Third round of Joint Area Reviews (JARs)
The third round of Joint Area Reviews (JARs) have again revealed an encouraging number of positive references to the role of youth services. JARs examine how far children and young people in a local authority are achieving the Every Child Matters outcomes – are healthy, safe, enjoy and achieve, make a positive contribution and are well prepared to secure economic wellbeing. They cover all education and social services directly managed or commissioned by a local authority, as well as health and youth justice services provided by partner agencies.
Four more reports have been published which show that youth services are contributing to meeting all five outcomes, but particularly to helping young people to make a positive contribution.
Also of interest...
Youth services’ contribution to partnership work is more difficult to detect.

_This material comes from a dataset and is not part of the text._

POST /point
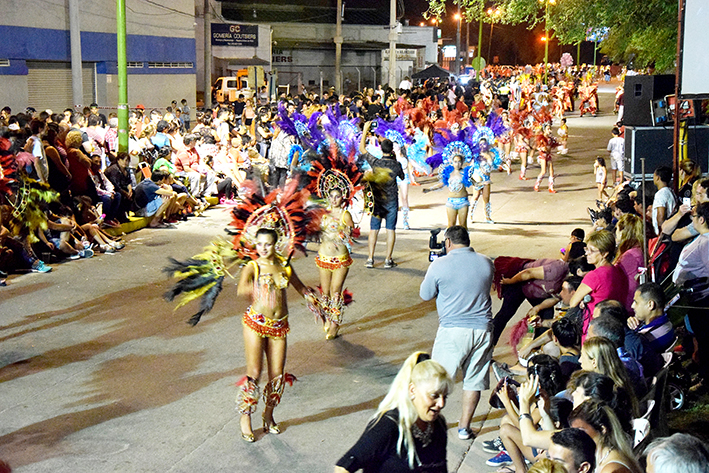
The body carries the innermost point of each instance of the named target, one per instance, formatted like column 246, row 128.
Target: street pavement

However, scrutiny of accompanying youth service inspection reports reveals instances where youth services are involved in multi-agency work highlighted in the JARs. The reports also indicate the difficulties of categorising work under single ECM outcomes, since similar activities are identified under different outcomes.
Being healthy
Unlike the second round, this round identifies relatively few JARs with a prominent youth service role in promoting health. However, in Bristol drugs-related projects are carried out in each youth centre and the youth service also runs projects that complement sex and relationships education delivered in schools.
Staying safe
As in previous rounds, there is little specific reference to youth services’ contribution to this outcome. However, the report on Trafford states that the youth service does provide children and young people with information about key risks and how to deal with them.
Enjoying and achieving
Youth services and youth workers contribute to this outcome, particularly in the area of youth service provision for vulnerable groups of young people. In Bristol, the youth service is described as providing ‘a good range of targeted programmes for vulnerable groups, including young people who have been excluded from school’. The youth service also supports ‘some good opportunities for children and young people with learning difficulties and/or disabilities to be involved in leisure and recreational activities’.
Making a positive contribution
Once again this is an area where youth services and youth workers are seen to make a major contribution.
Local democracy
Two reports highlight the role of youth services in engaging young people in decision-making. In Brent, inspections of the youth service and the YOT report on their ‘good work in targeting young people to gather and use their views, ideas and energy and involve them in planning and decisions about their provision’. Young people in Brent are also actively involved in evaluating youth service programmes and are described as ‘robust in their judgements about the quality of provision’. In Trafford, during Local Democracy Week, the youth service supported young people to contribute via a local website to the consultation on the Youth Matters Green paper.
Personal development
The report on Trafford notes that ‘ a wide range of services, particularly schools and the youth service, enable children and young people to develop socially and emotionally’.
Anti-social behaviour
In Brent, the youth service is involved in a multi-agency approach to reduce anti-social behaviour, which is described as ‘having a positive impact on the range of activities available to prevent young people at risk of offending becoming offenders and in re-engaging them successfully in education programmes’. The report on Trafford highlights a prevention project that has been established in three targeted hotspots to provide street-based youth work at weekends to young people at risk of offending in the borough.
Supporting vulnerable young people
Brent youth service is supporting vulnerable young people by enabling young people with learning difficulties and/or disabilities to make a positive contribution to consultation events through the Youth Forum. Youth workers in Trafford are described as providing ‘effective support’ along with Connexions personal advisers, to vulnerable young people and the Davyhulme youth centre in Trafford runs a successful integrated programme for young people with disabilities which has been ‘identified as the basis for further borough-wide developments’.
Achieving economic wellbeing
Youth services’ contribution to this outcome is most evident in helping to assist young people back into education, employment or training. In Trafford, ‘effective action has been taken by the Connexions service and its partners to reduce the proportion of young people who are not in education, training or employment’. The report on Brent states that personal advisers, including youth workers, are supporting vulnerable young people, particularly young parents, to assist them back into education, employment or training.